Dalam wacana seni realisme, keindahan bunyi pada bahasa musik tidak sekadar bermakna ungkapan simbolik, tetapi juga merepresentasikan sebuah narasi atas realitas sosial yang biasanya selalu dikaitkan dengan pokok-pokok persoalan humanisme (kemanusiaan).
Musik sebagai media komunikasi tidak ada bedanya dengan bahasa, yaitu suatu artikulasi bunyi yang bermakna lebih dari sekadar instrumentasi bunyi yang di dalamnya dapat mengungkapkan pesan-pesan, gagasan-gagasan, atau bahkan berupa pernyataan sikap yang di dalamnya dapat bersifat kemanusiaan, sosial, politik, dan budaya.
Tidak mengherankan bila kemudian disebutkan bahwa musik mengambil peran cukup penting dalam kehidupan. Itulah sebabnya jiwa suatu masyarakat atau bangsa dapat dipelajari dari watak musiknya.

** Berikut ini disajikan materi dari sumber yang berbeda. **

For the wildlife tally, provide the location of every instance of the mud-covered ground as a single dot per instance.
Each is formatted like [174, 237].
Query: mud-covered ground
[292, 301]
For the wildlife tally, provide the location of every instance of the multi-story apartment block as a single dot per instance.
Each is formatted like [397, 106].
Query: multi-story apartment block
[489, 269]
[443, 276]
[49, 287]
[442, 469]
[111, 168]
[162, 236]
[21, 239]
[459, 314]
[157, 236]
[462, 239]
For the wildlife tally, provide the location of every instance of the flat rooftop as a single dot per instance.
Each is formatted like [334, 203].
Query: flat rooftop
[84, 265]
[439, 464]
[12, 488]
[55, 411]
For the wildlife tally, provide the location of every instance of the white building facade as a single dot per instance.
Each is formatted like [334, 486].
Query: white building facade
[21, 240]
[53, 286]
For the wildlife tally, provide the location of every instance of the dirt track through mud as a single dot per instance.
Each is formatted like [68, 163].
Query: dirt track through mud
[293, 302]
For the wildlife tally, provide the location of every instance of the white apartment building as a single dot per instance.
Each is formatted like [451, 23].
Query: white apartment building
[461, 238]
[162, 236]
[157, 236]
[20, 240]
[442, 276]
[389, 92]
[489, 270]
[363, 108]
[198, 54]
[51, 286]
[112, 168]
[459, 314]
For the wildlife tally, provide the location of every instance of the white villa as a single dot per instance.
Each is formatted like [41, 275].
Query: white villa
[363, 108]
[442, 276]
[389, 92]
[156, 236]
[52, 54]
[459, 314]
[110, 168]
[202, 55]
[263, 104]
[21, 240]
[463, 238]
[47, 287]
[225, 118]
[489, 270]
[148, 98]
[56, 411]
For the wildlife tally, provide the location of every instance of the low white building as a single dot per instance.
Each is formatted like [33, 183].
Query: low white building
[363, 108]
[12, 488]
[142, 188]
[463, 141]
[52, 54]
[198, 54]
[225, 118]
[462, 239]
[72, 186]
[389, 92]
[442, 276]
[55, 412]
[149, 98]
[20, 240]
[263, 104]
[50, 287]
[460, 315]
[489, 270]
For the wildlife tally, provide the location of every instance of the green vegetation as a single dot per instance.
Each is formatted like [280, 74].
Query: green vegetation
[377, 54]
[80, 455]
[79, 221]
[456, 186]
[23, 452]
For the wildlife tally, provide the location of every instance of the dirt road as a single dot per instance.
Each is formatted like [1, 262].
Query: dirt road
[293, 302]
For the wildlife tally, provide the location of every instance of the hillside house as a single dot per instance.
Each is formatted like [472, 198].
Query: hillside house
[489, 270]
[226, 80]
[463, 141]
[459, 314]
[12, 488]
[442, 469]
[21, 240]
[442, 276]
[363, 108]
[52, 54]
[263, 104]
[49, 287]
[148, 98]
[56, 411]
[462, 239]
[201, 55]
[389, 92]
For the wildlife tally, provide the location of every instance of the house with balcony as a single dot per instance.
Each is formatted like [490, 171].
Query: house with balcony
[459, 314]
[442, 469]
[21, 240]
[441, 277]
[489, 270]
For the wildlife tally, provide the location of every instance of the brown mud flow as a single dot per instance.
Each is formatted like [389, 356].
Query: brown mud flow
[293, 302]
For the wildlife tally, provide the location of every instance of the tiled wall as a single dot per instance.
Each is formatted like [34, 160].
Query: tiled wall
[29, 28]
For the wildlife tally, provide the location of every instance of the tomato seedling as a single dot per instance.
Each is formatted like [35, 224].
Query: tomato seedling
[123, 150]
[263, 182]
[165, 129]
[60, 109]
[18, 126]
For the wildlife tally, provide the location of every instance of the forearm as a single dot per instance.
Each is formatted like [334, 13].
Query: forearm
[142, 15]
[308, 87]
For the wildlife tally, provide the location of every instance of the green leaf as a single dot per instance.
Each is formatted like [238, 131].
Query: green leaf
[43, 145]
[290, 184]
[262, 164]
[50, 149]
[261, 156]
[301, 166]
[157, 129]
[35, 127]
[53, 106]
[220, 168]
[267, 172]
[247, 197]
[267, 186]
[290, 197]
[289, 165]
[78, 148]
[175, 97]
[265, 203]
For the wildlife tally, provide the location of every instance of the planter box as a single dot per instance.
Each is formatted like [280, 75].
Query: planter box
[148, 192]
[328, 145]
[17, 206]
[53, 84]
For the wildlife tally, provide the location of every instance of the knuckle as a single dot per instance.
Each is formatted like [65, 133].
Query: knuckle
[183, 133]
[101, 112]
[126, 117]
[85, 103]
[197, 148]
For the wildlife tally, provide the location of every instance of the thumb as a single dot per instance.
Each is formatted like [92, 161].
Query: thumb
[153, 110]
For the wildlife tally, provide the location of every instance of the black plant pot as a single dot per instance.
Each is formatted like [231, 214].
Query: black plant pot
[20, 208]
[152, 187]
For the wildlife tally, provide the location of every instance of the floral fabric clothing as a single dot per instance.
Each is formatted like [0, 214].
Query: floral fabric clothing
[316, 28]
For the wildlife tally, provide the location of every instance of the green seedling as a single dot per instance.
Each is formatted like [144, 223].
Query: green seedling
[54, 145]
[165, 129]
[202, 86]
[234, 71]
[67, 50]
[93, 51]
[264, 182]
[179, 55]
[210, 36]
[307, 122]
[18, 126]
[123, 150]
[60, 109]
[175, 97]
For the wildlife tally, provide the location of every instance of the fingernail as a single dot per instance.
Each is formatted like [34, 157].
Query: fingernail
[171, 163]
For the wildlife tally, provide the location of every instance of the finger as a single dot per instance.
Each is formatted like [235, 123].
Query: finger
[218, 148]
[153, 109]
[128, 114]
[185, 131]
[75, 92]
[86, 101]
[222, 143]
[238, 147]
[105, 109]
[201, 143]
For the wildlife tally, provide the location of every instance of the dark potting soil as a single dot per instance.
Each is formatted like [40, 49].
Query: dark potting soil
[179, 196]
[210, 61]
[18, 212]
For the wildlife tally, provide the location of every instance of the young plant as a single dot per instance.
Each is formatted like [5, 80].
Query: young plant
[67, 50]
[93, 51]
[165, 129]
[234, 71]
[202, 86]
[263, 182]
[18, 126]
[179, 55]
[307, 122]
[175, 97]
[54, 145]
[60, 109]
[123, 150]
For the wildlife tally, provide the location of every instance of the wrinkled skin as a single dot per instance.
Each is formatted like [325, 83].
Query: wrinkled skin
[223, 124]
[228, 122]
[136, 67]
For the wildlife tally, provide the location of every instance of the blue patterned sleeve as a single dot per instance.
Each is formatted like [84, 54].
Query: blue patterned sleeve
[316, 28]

Dalam konteks seni, pemahaman tentang estetika itu selalu berhubungan dengan ungkapan nilai keindahan, kebaikan dan kebenaran. Sebagaimana dikatakan filsuf Plato, bahwa sumber rasa keindahan adalah cinta kasih. Karena adanya kecintaan, maka manusia selalu ingin kembali menikmati apa yang dicintainya itu. Rasa cinta pada manusia ini bukan hanya tertuju pada keindahan, tetapi juga kebaikan (moral) dan kebenaran (ilmu pengetahuan). Tak heran bila kemudian Plato menempatkan musik memiliki pengaruh cukup kuat dalam bidang kehidupan. Bahkan disebutkan, musik tidak sekadar sebagai sarana hiburan, juga mencerminkan moralitas suatu masyarakat.

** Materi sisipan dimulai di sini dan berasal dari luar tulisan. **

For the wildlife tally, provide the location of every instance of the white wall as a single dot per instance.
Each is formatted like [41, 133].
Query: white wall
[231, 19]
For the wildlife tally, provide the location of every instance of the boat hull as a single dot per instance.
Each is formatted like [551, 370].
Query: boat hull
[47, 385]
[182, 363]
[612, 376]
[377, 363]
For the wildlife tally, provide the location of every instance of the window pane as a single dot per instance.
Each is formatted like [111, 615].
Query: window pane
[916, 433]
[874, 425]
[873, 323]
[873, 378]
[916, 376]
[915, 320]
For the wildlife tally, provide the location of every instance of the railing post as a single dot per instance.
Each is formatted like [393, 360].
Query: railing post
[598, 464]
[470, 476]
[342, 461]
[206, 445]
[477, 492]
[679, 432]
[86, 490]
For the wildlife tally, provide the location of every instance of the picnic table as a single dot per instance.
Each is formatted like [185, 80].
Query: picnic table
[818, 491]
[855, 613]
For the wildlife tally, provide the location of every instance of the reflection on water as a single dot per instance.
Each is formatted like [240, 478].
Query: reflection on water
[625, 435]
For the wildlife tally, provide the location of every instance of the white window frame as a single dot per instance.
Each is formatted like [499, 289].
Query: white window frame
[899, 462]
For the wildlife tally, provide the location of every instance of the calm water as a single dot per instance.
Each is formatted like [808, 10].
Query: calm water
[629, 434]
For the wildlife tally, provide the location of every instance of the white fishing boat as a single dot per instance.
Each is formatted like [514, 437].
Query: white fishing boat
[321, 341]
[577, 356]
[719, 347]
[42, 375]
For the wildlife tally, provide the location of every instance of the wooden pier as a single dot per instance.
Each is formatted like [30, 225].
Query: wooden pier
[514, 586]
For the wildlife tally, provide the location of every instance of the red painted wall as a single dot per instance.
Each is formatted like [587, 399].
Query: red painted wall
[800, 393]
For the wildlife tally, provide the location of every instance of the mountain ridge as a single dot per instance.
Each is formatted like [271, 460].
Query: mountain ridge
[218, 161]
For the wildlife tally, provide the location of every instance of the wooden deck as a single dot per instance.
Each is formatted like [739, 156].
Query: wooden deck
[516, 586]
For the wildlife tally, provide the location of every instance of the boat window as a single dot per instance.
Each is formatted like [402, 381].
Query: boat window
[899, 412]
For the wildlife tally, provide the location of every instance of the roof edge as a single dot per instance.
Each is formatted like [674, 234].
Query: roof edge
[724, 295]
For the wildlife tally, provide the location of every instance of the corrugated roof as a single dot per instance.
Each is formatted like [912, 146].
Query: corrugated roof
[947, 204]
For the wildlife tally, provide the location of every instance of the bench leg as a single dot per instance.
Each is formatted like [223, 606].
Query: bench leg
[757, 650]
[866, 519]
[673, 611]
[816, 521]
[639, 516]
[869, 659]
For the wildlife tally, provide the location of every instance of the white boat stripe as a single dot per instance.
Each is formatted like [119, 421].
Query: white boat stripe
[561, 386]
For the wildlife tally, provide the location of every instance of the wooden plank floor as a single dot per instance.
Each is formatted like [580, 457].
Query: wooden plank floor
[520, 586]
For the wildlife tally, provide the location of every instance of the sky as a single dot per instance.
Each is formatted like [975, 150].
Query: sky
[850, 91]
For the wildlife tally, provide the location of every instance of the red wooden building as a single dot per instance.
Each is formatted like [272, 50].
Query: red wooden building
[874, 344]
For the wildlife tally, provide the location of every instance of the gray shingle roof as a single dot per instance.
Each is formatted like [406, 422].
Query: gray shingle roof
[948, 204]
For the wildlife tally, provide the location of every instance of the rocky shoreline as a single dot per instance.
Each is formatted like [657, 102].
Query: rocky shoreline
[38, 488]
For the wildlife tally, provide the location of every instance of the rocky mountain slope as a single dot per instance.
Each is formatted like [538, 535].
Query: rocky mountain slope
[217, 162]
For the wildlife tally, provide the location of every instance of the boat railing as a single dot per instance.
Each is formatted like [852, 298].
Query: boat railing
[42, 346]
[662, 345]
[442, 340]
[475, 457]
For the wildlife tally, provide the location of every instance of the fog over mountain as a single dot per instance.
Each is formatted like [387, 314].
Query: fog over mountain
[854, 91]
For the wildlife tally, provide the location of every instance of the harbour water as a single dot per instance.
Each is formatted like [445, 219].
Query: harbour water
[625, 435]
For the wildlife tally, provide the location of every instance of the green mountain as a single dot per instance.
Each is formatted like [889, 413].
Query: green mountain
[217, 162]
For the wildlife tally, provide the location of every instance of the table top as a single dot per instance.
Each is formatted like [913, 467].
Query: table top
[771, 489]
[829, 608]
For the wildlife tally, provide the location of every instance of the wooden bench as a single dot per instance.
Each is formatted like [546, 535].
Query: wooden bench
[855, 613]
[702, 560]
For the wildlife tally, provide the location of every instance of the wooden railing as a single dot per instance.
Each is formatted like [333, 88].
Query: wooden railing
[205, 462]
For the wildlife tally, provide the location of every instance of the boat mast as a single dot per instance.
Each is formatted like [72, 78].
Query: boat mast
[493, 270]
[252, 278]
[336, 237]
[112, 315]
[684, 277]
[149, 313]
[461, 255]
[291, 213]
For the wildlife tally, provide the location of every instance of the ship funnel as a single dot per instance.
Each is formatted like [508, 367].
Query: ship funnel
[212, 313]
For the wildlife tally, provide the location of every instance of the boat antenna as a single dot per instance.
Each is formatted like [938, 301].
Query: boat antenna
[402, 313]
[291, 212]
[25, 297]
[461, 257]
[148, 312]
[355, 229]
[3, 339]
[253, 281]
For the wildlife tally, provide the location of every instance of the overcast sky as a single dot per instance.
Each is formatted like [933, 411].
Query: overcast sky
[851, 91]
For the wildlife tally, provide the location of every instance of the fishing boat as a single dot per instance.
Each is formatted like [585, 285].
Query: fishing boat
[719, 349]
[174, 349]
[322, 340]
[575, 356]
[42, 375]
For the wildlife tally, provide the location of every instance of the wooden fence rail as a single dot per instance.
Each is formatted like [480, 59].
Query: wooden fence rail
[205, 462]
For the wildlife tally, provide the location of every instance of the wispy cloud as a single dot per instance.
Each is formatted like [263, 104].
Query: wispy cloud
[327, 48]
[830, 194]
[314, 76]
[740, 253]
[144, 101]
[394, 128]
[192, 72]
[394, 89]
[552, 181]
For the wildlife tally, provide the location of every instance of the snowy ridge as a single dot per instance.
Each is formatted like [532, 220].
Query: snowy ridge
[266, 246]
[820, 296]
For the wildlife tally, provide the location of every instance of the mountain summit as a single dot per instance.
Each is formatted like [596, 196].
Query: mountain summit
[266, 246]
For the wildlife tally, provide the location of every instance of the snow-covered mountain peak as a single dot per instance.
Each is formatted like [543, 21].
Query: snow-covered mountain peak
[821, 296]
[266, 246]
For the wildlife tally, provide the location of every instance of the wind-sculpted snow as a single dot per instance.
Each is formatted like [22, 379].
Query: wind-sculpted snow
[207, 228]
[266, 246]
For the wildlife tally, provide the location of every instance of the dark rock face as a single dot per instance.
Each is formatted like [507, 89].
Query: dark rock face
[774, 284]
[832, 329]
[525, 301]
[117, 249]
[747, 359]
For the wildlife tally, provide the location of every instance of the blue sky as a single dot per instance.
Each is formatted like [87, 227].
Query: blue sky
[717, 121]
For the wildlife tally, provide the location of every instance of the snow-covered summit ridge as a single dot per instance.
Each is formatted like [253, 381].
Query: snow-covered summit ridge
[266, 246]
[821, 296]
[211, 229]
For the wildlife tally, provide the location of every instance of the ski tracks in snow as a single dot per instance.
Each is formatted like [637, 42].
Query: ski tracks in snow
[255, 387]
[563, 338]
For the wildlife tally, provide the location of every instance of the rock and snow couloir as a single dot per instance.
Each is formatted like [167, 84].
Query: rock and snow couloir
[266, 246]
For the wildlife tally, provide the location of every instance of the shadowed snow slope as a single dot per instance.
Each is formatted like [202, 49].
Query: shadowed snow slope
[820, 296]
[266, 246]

Menurut Filsuf Plato dalam bukunya yang sangat terkenal, yaitu Republik, musik mempunyai peran cukup kuat dalam kehidupan termasuk dalam kehidupan kenegaraan. Menurutnya, musik memiliki pengaruh cukup kuat di bidang politik. Musik dapat menggambarkan kekuatan, kebaikan maupun kejahatan. Bahkan kejayaan atau keruntuhan suatu negara dapat disebabkan watak musiknya
Masyarakat yang memandang musik hanya sebagai hiburan semata, sebagai alat untuk bersenang-senang, serta sebagai media umtuk mabuk-mabukan, pastilah masyarakat bermoral rendah. Dalam hal ini, Plato menempatkan musik tidak semata-mata sebagai hiburan, tetapi mampu menyentuh perasaan dan mengandung pedoman-pedoman atau arahan-arahan yang tertuang di dalam syair yang diungkapkan dalam musik.

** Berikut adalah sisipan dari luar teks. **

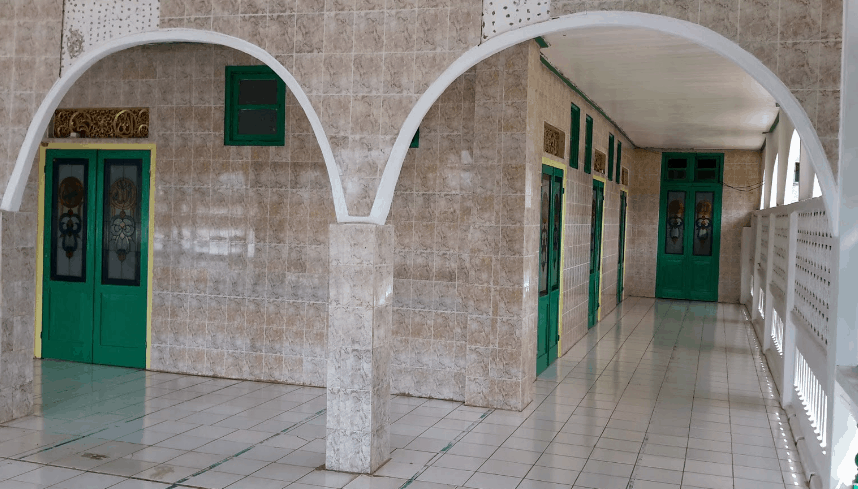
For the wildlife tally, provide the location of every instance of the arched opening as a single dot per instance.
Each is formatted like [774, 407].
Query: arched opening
[465, 191]
[690, 31]
[793, 169]
[17, 181]
[239, 242]
[773, 198]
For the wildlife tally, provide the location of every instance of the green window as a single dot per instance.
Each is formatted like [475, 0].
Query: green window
[255, 107]
[610, 155]
[693, 167]
[588, 145]
[574, 135]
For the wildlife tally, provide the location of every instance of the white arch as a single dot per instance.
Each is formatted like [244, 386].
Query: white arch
[687, 30]
[15, 188]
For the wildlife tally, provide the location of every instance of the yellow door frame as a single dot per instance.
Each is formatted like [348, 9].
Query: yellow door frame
[601, 244]
[562, 166]
[40, 236]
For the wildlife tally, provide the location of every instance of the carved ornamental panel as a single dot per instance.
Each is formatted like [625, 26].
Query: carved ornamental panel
[555, 141]
[101, 123]
[600, 163]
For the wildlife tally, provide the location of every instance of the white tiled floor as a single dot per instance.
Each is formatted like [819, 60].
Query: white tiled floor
[661, 394]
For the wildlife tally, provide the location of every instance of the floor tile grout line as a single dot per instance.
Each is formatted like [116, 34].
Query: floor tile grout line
[664, 379]
[694, 392]
[616, 324]
[544, 399]
[446, 448]
[760, 358]
[180, 483]
[242, 452]
[119, 423]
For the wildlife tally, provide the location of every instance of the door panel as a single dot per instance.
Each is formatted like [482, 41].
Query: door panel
[550, 234]
[95, 306]
[689, 230]
[120, 290]
[68, 256]
[595, 252]
[621, 252]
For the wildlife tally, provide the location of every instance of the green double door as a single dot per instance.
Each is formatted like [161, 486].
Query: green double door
[689, 241]
[550, 237]
[95, 256]
[596, 217]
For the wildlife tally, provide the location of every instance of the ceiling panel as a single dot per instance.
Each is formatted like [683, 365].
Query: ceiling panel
[665, 92]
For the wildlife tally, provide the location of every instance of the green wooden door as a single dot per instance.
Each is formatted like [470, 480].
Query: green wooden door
[550, 234]
[68, 255]
[621, 260]
[689, 230]
[595, 251]
[96, 257]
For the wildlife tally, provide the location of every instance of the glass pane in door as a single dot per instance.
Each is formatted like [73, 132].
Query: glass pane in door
[122, 233]
[674, 243]
[703, 230]
[557, 223]
[545, 204]
[595, 203]
[68, 220]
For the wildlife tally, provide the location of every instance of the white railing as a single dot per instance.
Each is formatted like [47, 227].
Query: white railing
[793, 295]
[779, 252]
[764, 243]
[813, 397]
[813, 272]
[778, 331]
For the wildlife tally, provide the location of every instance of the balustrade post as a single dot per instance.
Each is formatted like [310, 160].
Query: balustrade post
[758, 232]
[787, 391]
[770, 255]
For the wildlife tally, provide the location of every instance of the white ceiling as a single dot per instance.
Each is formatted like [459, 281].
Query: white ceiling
[665, 92]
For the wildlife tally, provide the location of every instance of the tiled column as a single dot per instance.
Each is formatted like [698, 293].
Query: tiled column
[17, 268]
[360, 315]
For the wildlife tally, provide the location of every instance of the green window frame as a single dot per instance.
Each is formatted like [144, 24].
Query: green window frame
[610, 155]
[588, 145]
[574, 135]
[232, 108]
[698, 167]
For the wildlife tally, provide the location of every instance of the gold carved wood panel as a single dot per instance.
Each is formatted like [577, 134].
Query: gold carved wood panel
[101, 123]
[555, 141]
[600, 163]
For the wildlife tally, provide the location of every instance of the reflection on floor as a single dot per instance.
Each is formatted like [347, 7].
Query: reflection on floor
[661, 394]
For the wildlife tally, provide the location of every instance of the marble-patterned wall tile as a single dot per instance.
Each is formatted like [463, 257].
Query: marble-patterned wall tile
[30, 63]
[18, 302]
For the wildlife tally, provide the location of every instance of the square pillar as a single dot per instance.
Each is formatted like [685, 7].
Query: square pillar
[360, 313]
[17, 313]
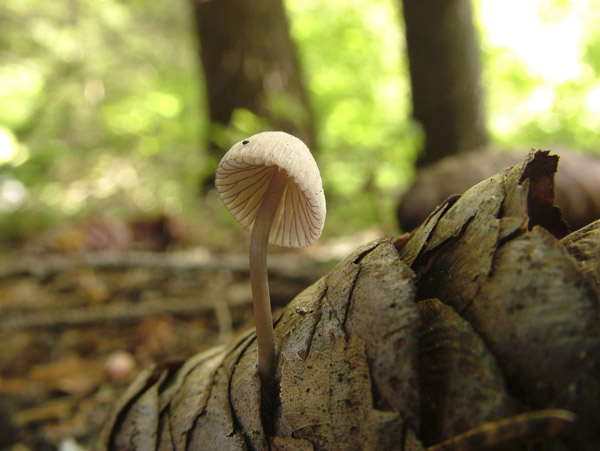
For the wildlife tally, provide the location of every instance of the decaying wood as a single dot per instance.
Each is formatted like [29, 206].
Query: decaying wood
[330, 358]
[490, 256]
[479, 329]
[577, 184]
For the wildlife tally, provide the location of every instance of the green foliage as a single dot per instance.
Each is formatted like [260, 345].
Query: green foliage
[102, 106]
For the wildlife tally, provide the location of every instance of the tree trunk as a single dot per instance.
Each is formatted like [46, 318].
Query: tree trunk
[445, 76]
[250, 62]
[477, 330]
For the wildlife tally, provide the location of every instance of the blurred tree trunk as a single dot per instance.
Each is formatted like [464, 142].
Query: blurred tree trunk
[445, 70]
[250, 62]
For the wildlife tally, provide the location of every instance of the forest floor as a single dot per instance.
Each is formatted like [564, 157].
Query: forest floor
[76, 328]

Jadi dalam berkarya, seorang seniman sudah seyogyanya tidak hanya menuangkan kebebasannya dalam berekspresi, tetapi juga mampu membangkitkan kesadaran pada nilai humanisme (kemanusiaan) dengan cara memahami realitas sosial sekaligus memberikan makna pada kehidupan. Tahapan pendewasaan dalam menyerap dan memahami karya seni yang berpijak pada realitas sosial inilah yang akan membawa manusia pada transformasi kesadaran yang pada akhirnya berkembang sebagai sebuah gerak dialektika.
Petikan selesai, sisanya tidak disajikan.